Nach Verteidigungsminister Jung müssen deutsche Soldaten den Terror in Afghanistan zurückdrängen, "bevor der Terror zu uns kommt".

Der folgende Beitrag ist vor 2021 erschienen. Unsere Redaktion hat seither ein neues Leitbild und redaktionelle Standards. Weitere Informationen finden Sie hier.

Gerade erst hat die deutsche Regierung beschlossen, den Einsatz in Afghanistan zu verlängern und die Truppen aufzustocken. Zwei junge deutsche Soldaten sind bei einem Selbstmordanschlag getötet, zwei weitere verletzt worden, zudem starben 5 afghanische Kinder, die sich gerade in der Nähe des Konvois aufhielten.

Verteidigungsminister Jung war, wie es bei diesen Gelegenheiten so heißt, entsetzt über diesen "feigen, hinterhältigen Selbstmordanschlag", auch wenn es für die Soldaten im "Friedenseinsatz" auch nicht besser gewesen wäre, wenn sie im offenen Kampf gestorben wären und der "feige" Attentäter sich immerhin auch selbst getötet hat. Man dürfe aber nicht zurückweichen, betonte er, schließlich wird am Hindukusch, wie schon sein Vorgänger sagte, Deutschland verteidigt. Bei Jung klingt das so: Es sei wichtig, "den Terror in Afghanistan zurückzudrängen, bevor der Terror zu uns kommt". Das könnte man natürlich auch gerade umgekehrt sehen.

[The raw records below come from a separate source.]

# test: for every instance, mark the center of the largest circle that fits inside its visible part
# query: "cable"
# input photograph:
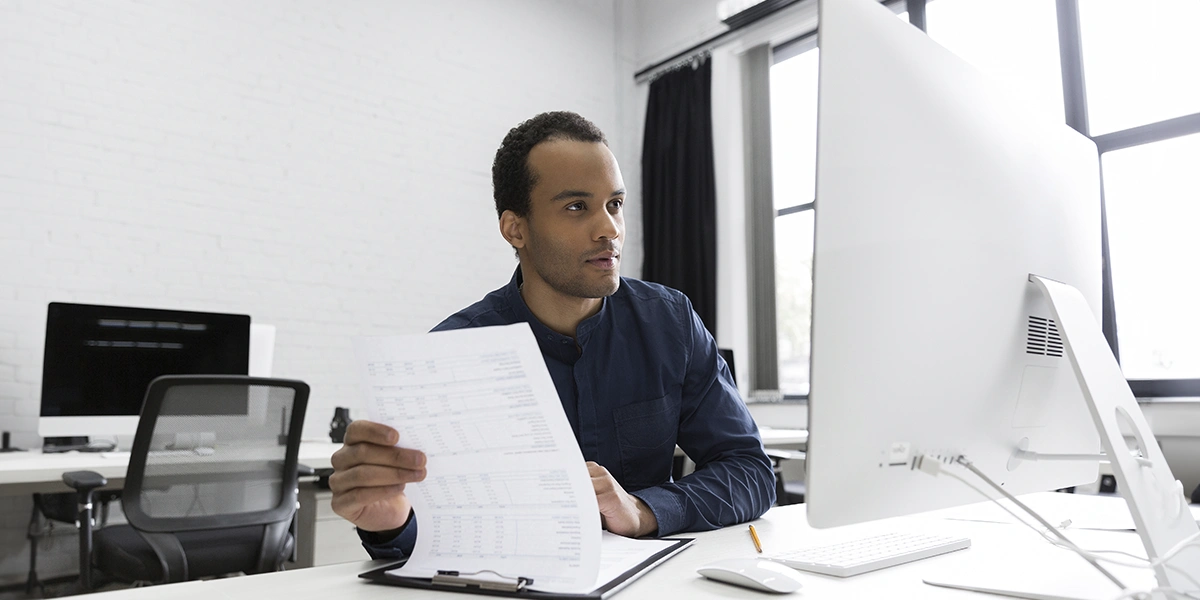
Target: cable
(1012, 498)
(934, 468)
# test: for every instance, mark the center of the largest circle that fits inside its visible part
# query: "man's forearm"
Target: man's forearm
(724, 492)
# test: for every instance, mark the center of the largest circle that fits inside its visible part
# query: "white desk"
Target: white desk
(23, 473)
(999, 550)
(778, 438)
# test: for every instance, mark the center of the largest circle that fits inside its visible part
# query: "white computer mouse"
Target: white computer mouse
(754, 574)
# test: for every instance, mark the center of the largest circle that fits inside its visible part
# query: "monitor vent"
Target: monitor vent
(1044, 339)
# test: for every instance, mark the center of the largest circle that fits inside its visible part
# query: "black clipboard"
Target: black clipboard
(451, 581)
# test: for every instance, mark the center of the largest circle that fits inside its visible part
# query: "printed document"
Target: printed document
(507, 489)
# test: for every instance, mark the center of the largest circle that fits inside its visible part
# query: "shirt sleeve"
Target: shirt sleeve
(396, 545)
(733, 480)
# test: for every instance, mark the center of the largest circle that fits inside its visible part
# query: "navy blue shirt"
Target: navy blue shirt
(640, 377)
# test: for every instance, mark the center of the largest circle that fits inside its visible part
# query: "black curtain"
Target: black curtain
(679, 189)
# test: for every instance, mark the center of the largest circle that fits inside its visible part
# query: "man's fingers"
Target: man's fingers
(371, 432)
(372, 475)
(352, 455)
(351, 504)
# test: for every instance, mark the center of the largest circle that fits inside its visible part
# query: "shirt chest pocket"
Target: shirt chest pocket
(647, 432)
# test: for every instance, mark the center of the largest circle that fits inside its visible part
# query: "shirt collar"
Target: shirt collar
(551, 342)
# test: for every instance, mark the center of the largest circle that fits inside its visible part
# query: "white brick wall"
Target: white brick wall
(324, 167)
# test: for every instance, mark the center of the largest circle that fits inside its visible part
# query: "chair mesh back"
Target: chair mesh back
(217, 449)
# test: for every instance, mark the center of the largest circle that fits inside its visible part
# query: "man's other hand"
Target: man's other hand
(370, 474)
(621, 513)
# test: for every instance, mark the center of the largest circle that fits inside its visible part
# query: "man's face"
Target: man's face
(575, 226)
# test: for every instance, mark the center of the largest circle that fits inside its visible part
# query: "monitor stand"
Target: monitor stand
(1156, 498)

Immerhin beschränkte sich Jung auf die Sicherheitsinteressen Deutschlands, erwähnte gerade noch, dass die deutschen Soldaten die Sicherheit für den Wiederaufbau leisten müssten. Die internationalen Truppen unterstützen aber auch die Karsai-Regierung und das seit Jahren korrupte System. Gerade die Deutschen haben auch afghanische Polizisten (miss)ausgebildet, wie sich nun durch einen Unicef-Bericht herausstellte, die massenhaft oder fast systematisch Kinder und Jugendliche misshandeln, foltern und schlagen. Der Unterschied zu einer Taliban-Herrschaft wird da fraglich.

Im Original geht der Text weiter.